When I ask the terroirists if they had to reduce a wine’s transparent expression of site to one element, the response is generally broken down to mineral character. I suppose this rationale elucidates why minerality is a feature that is so sought after from a vigneron’s perspective, particularly if it’s believed to represent what a vine’s roots have to say if they can dig deeply enough to speak. That concept alone seems to evoke an inherent sense of profundity, as if the penetrating vine was akin to a human that had more interesting things to say than its superficial neighbors.

I suppose my own digging has left me w/ a few more questions. Can a wine be reflective of a unique site without possessing minerality? Can a wine showcase terroir brilliantly sans underlying mineral tone? Are these mutually exclusive inquiries?

I tend to find a much greater sense of minerality in thin skinned grapes from cooler sites, so would a thicker skinned varietal w/ an added dose of ripeness be ‘less reflective’ of its terroir simply because we fail to detect minerality?

These questions, from my standpoint, don’t go further into the realm of superiority.
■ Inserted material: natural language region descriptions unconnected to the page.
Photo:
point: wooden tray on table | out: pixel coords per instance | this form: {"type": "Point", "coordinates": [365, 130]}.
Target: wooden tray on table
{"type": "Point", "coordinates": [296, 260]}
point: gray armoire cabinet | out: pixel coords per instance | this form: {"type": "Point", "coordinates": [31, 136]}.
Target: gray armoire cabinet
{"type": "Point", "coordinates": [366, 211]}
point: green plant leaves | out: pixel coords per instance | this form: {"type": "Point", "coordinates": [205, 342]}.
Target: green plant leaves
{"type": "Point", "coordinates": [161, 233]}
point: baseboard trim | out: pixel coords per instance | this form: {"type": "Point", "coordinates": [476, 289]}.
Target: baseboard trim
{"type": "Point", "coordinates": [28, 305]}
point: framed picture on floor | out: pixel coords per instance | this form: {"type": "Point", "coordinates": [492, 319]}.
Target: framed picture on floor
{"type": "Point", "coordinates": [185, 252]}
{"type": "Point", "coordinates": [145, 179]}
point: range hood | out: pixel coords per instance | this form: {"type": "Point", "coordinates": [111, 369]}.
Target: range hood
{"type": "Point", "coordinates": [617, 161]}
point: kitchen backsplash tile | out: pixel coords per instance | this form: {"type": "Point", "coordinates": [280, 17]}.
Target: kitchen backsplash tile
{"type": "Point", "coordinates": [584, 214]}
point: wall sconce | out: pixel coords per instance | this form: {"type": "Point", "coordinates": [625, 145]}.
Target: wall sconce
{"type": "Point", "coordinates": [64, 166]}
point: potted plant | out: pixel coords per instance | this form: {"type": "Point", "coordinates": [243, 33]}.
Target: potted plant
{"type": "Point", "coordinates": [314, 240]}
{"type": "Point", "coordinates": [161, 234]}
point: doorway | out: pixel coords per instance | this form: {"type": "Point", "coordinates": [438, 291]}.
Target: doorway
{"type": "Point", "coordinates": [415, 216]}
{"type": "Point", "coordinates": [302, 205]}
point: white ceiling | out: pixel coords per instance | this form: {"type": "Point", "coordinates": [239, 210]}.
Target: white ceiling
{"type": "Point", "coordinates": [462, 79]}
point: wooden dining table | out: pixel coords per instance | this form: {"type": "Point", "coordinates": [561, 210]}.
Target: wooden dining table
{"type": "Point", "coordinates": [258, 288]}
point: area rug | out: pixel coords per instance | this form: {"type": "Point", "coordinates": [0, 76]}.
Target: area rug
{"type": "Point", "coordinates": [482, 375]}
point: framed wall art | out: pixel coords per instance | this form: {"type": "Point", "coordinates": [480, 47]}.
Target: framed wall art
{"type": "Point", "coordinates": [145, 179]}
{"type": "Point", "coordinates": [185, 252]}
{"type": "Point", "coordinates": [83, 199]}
To my way of thinking, wines can be great w/ or w/o minerality and w/ or w/o a firm sensation of terroir. I don’t deny that a connection to a particular site is a provocative one that strikes me as having a singular integrity, but I don’t think it is an obligatory aspect of making great wine.

So to clarify, what I seek further understanding of is the link between minerality & terroir, perhaps from a perspective that is a bit less linear than minerality + wine = terroir.